Devant l’urgence de mener une transition énergétique réellement efficace à l’échelle du pays, l’Institut de l’énergie Trottier de Polytechnique Montréal, en collaboration avec le Pôle e3c de HEC Montréal et la firme ESMIA, publie les Perspectives énergétiques canadiennes 2021 : horizon 2060. Ce rapport, qui en est à sa deuxième édition (voir l’édition 2018), projette l’évolution de la production et de la consommation d’énergie ainsi que des émissions de gaz à effet de serre (GES) du Canada. Pour mieux mesurer les impacts des stratégies de réduction, il compare des scénarios de transformation s’étalant sur les quarante prochaines années, selon que le Canada atteigne la carboneutralité en 2045, 2050 ou 2060. Cet exercice de modélisation énergétique est fondé sur la description technologique la plus riche en la matière au pays.
Quelques conclusions par secteur
Le secteur du bâtiment présente le meilleur potentiel de transformation (réductions possibles de GES de 32 % en 2030 par rapport à 2016, et de 97 % en 2050). Sur le plan du chauffage des locaux, d’importants gains peuvent être réalisés à court terme grâce au remplacement des systèmes alimentés aux combustibles fossiles par l’électricité.
Cependant, la tarification du carbone à elle seule n’est pas suffisante pour assurer une évolution significative hors du statu quo. Une réglementation qui impose la carboneutralité des nouveaux bâtiments et encourage une meilleure isolation du bâtiment existant ainsi qu’une transition massive vers des pompes à chaleur électriques sera déterminante.

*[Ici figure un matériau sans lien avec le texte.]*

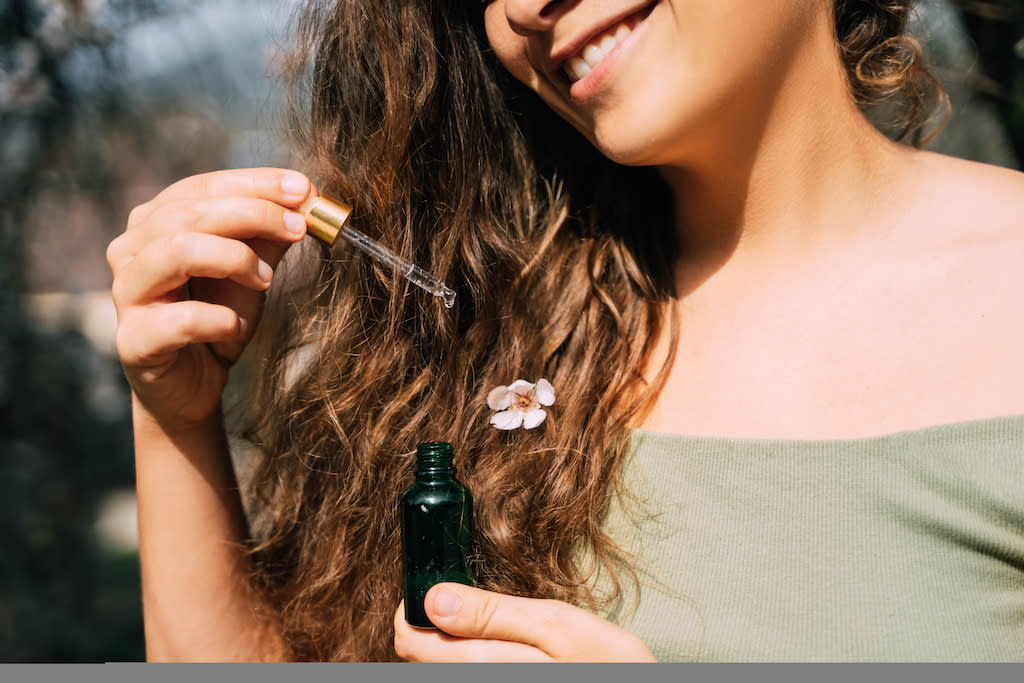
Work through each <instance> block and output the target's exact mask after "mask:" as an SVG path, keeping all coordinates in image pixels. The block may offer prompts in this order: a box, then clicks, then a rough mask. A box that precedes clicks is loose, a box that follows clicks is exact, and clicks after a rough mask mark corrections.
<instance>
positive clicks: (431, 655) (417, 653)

Le transport sera le secteur le plus difficile à décarboner. Bien qu’elles soient au cœur des efforts de réduction des émissions de GES, les transformations qui y sont requises sont difficiles et prendront du temps en raison des coûts plus élevés, des besoins de développement d’infrastructures lourdes et des défis technologiques liés au transport de marchandises. Il faudra plus qu’une décennie pour que les efforts de décarbonation de ce secteur aient un impact notable.
Les résultats de la modélisation montrent que la décarbonation de l’industrie nécessite un mélange de solutions technologiques incluant, mais sans s’y limiter, le captage des émissions de carbone. Ces solutions comprennent : l’innovation technologique, le changement de combustible, le changement de produit, le captage des émissions et une part importante de la production d’énergie à partir de biomasse couplée au captage et à la séquestration du carbone (BECCS).

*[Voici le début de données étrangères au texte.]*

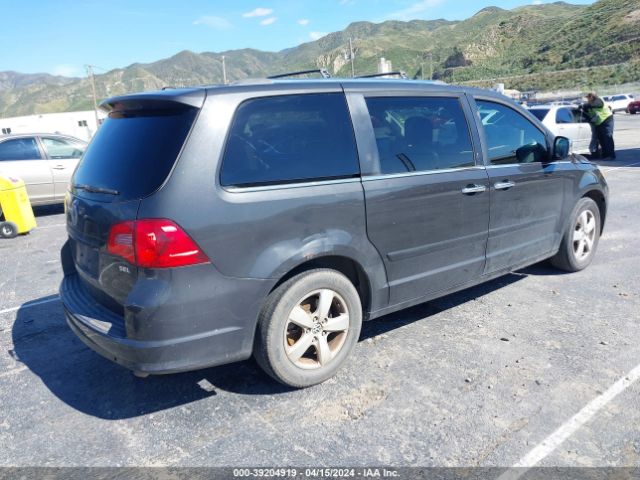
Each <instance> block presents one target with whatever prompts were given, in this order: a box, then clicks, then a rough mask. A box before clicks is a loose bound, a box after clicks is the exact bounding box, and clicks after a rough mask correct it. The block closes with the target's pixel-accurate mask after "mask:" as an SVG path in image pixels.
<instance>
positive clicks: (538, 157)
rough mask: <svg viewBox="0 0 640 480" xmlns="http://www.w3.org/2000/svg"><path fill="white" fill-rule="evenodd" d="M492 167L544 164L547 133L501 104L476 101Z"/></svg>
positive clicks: (515, 111) (546, 155) (546, 145)
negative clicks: (491, 164) (500, 166)
mask: <svg viewBox="0 0 640 480" xmlns="http://www.w3.org/2000/svg"><path fill="white" fill-rule="evenodd" d="M476 104H477V105H478V114H479V115H480V119H481V120H482V128H483V130H484V136H485V141H486V143H487V149H488V151H489V160H490V161H491V164H492V165H507V164H513V163H533V162H542V161H544V160H546V159H547V158H548V151H547V140H546V138H545V136H544V134H543V133H542V132H541V131H540V130H538V128H536V126H535V125H534V124H533V123H531V122H530V121H529V120H527V119H526V118H525V117H524V116H523V115H521V114H520V113H518V112H517V111H515V110H514V109H512V108H511V107H507V106H506V105H503V104H501V103H495V102H490V101H485V100H476Z"/></svg>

L’agriculture présente une capacité de réduction globale des GES d’au mieux 31 % d’ici 2050 dans les scénarios carboneutres. Les trajectoires explorées suggèrent que le secteur sera responsable d’un tiers de toutes les émissions restantes d’ici 2050. À moins de changements drastiques dans les méthodes et les quantités de production, ces émissions ne peuvent être évitées et ne peuvent être captées sur site. C’est un domaine où des recherches considérables devront être menées pour examiner le potentiel d’une meilleure gestion de l’utilisation des terres, des changements alimentaires et des méthodes de production alternatives.
Le captage et la séquestration du carbone seront incontournables pour atteindre la carboneutralité. Même en réalisant des réductions importantes des émissions là où la technologie le permet, il reste une quantité importante d’émissions qui ne peuvent être évitées, réduites ou captées avec les technologies actuelles (entre 155 et 167 MtCO2e par an). Il s’agit en premier lieu des émissions provenant de l’agriculture et des déchets, ainsi que de la plupart des émissions des procédés industriels.
Il faut par ailleurs mentionner les risques et les inconnus actuels du stockage continu à grande échelle. Si les améliorations technologiques peuvent tempérer certains de ces risques au fil du temps, consacrer au moins autant d’efforts à l’innovation dans les réductions d’émissions qu’au captage semble essentiel.
Il sera important que les gouvernements concentrent leurs actions en premier lieu sur le front industriel et commercial. Le rôle des actions quotidiennes des citoyens et citoyennes dans l’atteinte des objectifs climatiques est, pour l’instant, limité à quelques secteurs. Moins de 20 % de toutes les émissions de GES peuvent être directement attribuées aux choix directs de la population, y compris le chauffage résidentiel (6 %) et le transport personnel (véhicule individuel 11 % et avion 1 %).